Europe and its allies, then, will have to focus on more than just securing supplies of CRMs. “At the end of the day, who needs the raw materials – that's a much bigger question,” Gehrke told Euronews. “China is the main market, because it is the dominant manufacturing power, which builds most of the solar panels, wind turbines and batteries that need raw materials.”

“Even if you are supporting a mine in Namibia,” Gehrke says, referring to the EU’s stated aim of helping develop both mines and processing capacity in the third countries with which it has set up partnerships. Šefčovič stressed during his talk in Washington that Brussels’ intention was not simply to “leave with the raw materials and leave the mess behind”.

“At the end of the day, if there is not enough demand from Europe or other places, this mine would anyway ship to China, because that’s where the demand will be,” Gehrke said. “The important thing is not to see it only as a raw material challenge, but as really a much broader industrial challenge over who produces the technologies of tomorrow,” Gehrke said.

The EU, and US have clearly recognised this. The Biden administration has rolled out its multi-billion-dollar package of incentives and tax breaks for investments in clean energy, from hydrogen production to electric cars. The EU, clearly spooked at the prospect of transatlantic competition, responded with its own Net Zero Industry Act. The twin rivals and allies are nurturing a partnership of their own.

US Secretary of State Anthony Blinken in Leuven, Belgium, on 5 April for talks on EU-US trade and technology cooperation
US Secretary of State Anthony Blinken in Leuven, Belgium, on 5 April for talks on EU-US trade and technology cooperation© Belgian Presidency of the Council of the European Union / Vlad Vanderkelen

The EU-US Trade and Technology Council (TTC), a cooperation forum established in 2021, met in Leuven on the 4-5 April under the auspices of the Belgian presidency of the EU Council. Washington and Brussels affirmed in a joint statement their “close collaboration on diversifying global critical minerals supply chains”.


They “advanced negotiations” on a bilateral Critical Minerals Agreement to strengthen mutual supply chains, and launched as co-chairs a Mineral Security Partnership (MSP) Forum.

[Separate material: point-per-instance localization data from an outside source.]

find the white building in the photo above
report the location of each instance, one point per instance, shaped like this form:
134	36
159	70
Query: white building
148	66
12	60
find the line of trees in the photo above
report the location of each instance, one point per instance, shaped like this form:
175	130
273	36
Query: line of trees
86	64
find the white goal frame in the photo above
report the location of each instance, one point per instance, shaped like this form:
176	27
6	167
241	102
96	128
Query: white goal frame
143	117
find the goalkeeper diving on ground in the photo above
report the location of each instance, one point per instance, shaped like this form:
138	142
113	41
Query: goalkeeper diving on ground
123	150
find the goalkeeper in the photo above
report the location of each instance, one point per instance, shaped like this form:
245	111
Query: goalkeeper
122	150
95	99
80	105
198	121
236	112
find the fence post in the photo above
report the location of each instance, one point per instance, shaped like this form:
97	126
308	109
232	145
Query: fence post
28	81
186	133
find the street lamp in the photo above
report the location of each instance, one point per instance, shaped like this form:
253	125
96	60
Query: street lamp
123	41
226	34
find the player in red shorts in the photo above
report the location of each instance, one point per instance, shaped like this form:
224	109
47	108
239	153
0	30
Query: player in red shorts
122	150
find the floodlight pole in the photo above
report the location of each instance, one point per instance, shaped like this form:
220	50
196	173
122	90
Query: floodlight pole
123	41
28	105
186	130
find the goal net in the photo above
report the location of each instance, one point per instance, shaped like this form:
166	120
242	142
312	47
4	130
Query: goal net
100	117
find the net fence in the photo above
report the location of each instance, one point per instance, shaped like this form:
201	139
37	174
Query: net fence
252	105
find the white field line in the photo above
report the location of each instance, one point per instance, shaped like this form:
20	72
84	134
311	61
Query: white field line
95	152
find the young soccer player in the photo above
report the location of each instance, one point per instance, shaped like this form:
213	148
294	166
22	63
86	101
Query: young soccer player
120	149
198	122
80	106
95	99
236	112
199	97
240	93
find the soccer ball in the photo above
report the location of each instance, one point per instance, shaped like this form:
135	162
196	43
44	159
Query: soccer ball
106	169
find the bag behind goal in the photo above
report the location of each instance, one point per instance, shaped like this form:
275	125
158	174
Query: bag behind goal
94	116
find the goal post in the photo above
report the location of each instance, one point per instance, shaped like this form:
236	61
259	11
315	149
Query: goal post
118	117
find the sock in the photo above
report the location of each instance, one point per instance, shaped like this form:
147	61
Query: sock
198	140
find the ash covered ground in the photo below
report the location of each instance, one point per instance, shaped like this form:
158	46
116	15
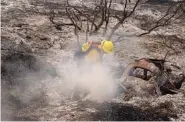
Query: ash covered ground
38	73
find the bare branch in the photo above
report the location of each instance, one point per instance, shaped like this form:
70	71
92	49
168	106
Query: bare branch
164	20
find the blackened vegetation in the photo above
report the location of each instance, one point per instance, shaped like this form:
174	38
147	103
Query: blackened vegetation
127	112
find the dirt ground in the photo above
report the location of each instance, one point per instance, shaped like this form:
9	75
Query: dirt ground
38	72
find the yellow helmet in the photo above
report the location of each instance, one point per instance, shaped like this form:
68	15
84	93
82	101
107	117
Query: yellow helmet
107	46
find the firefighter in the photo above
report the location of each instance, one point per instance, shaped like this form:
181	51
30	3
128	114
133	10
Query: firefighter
92	52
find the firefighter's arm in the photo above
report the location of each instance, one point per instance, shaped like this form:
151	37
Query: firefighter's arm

Present was Volodymyr Kuzio, Ukraine’s deputy economy minister, along with officials from a few other CRM partnership counties.

The coming years will see a carve-up, hopefully conducted through diplomacy rather than war, of the world’s essential mineral wealth. The US and others are courting Vietnam, which has the second largest reserves of rare earths after China. Greenland is the only one of the EU’s partners so far with significant reserves, though the 1.5 million tonnes of economically viable deposits estimated by the US Geological Survey could well be just the tip of a rapidly melting iceberg.

But the characterisation of critical raw materials and rare earths as ‘the new oil’ may be erroneous in one key respect. Used as a fuel, petroleum is burned only once before persisting as the greenhouse gas carbon dioxide. Critical raw materials, especially the metals, can be recycled – as recognised in the CRMA with its various targets for recycling rates and capacities. Once a certain critical mass is achieved, the need to mine ever increasing quantities of ore – and the volumes involved are tremendous – should, in principle, diminish over time.